Wednesday, July 11, 2012



But really.

If you haven't picked up a paper here yet, I highly suggest you do it (or at least look at the headlines, front page photos and their relationship too each other).

The first thing I noticed was the abundance of actual papers they have here. Standing in-line at TESCO it seems they're selling just as many papers as magazines. Second, was the bright advertisements on the cover saying "BUY OUR PAPER, WE'RE 20p CHEAPER!!!" (something along those lines). It is ludicrous. After getting over the shock of such bright colors, take a look at the type of stories they are reporting. The front page is more than often plastered with sensational news. You have to flip through the paper quite a ways to get to something that has some true news value.

It is also interesting to note that each paper has almost the exact same stories, but it different positions within the paper.

What separates them in competition?

With the decrease in American papers, how are these tabloid sorts still in such prominence in the UK?

Ad People, how do you feel about the blatant use of the front page advertising for their own product? More so, is there a ethical line crossed here?

Taken from the Society of Professional Journalists Code of Ethics:
"Distinguish news from advertising and shun hybrids that blur the lines between the two."

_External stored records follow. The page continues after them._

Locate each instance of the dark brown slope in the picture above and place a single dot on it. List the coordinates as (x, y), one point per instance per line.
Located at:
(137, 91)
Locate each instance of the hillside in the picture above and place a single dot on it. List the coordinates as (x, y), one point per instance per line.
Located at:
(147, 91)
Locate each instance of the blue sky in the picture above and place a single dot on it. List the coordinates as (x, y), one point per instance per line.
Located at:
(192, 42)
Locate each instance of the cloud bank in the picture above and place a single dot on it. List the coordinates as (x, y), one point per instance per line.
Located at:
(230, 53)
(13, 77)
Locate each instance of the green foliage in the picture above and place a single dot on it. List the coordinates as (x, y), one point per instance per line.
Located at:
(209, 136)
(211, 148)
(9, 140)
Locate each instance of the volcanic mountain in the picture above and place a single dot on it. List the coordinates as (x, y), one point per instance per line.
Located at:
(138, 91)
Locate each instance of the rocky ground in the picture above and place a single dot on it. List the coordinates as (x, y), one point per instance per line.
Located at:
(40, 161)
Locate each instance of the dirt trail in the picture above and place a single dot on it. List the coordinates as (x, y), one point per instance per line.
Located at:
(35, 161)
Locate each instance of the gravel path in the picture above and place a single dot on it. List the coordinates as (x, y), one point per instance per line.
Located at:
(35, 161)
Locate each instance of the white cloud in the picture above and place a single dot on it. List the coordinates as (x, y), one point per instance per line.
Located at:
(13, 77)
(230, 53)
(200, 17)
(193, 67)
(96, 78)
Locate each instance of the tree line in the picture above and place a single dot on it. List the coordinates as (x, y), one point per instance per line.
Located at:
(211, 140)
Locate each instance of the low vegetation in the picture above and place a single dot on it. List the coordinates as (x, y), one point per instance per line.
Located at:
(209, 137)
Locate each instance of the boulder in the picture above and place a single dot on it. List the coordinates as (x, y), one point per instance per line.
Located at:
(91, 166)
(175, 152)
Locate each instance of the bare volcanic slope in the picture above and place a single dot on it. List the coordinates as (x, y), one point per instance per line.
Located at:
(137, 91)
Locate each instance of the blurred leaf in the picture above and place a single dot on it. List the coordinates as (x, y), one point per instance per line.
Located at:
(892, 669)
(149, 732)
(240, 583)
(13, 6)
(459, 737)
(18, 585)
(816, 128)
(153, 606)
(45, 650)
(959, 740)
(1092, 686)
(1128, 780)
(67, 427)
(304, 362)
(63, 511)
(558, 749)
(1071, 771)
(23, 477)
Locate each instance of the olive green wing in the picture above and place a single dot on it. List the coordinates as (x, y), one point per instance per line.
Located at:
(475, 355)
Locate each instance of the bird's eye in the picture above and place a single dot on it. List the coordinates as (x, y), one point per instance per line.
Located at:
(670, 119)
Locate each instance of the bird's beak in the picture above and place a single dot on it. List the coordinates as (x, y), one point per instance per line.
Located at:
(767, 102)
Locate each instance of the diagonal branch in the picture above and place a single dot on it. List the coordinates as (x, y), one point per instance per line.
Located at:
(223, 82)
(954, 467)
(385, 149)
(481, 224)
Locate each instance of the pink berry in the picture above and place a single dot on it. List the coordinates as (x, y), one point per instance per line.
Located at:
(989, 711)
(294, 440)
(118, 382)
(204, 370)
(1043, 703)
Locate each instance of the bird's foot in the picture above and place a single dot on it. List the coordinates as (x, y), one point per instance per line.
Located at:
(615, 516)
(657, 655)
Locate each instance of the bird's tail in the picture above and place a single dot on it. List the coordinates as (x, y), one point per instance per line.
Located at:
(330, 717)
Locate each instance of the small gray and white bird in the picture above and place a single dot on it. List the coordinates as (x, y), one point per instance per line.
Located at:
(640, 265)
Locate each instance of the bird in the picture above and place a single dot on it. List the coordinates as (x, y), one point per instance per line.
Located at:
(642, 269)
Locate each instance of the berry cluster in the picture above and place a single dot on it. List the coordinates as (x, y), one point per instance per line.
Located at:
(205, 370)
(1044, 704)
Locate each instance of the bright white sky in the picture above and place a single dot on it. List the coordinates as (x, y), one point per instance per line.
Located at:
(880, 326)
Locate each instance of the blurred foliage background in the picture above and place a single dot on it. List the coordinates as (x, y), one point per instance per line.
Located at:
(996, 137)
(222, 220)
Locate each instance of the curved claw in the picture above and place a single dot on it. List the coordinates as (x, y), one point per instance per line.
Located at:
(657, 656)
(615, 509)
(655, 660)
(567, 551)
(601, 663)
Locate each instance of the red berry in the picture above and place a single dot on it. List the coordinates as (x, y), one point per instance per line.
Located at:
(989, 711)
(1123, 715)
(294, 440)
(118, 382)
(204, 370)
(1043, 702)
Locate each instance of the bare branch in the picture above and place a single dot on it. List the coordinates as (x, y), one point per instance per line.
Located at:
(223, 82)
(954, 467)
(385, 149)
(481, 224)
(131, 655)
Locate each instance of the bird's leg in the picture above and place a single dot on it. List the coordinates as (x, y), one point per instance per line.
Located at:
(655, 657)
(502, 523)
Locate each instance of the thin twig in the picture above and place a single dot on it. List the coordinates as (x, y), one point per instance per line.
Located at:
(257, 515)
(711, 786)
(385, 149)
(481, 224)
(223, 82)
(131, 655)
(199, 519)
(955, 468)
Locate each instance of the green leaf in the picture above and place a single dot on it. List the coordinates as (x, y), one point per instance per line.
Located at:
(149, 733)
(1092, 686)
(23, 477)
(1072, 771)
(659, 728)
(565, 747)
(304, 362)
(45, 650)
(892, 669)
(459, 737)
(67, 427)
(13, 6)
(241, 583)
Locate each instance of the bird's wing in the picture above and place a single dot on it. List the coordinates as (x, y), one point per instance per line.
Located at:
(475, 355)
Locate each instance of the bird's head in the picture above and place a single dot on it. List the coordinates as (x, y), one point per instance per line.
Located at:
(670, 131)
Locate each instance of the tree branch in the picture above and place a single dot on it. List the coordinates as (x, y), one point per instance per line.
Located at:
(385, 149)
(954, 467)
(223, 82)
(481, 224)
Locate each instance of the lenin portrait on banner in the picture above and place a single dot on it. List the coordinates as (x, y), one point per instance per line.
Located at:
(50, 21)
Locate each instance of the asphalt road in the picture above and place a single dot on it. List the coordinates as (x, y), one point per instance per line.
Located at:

Just flip through a few of the papers next time you're in Morton's. Its worth it. . .  

1 comment:

  1. I noticed this with the suspected terror plots that have occured lately in and around London, along with the obvious suspicion of terrorist activity during the Olympics. TERROR! That was the headline. And on the front was a standard picture of a bus where some suspicious act had occured the day before. Interesting stuff, because tabloids and yellow journalism has died in a big way in America in regards to newspapers (at least relative to the UK.) You make a great point regarding the "front page advertising." When news starts to become a medium in which manipulation and persuation exists as a means towards generating sales, stories begin to lose credibility fast. In my mind, the front page should tell you everything in the paper. Leave it to magazines, who profit from telling stories in creative, engaging and entertaining fashions, to glam up their covers. But where there is competition, ethical codes will be violated. What are the laws like in the UK that ethical journalism?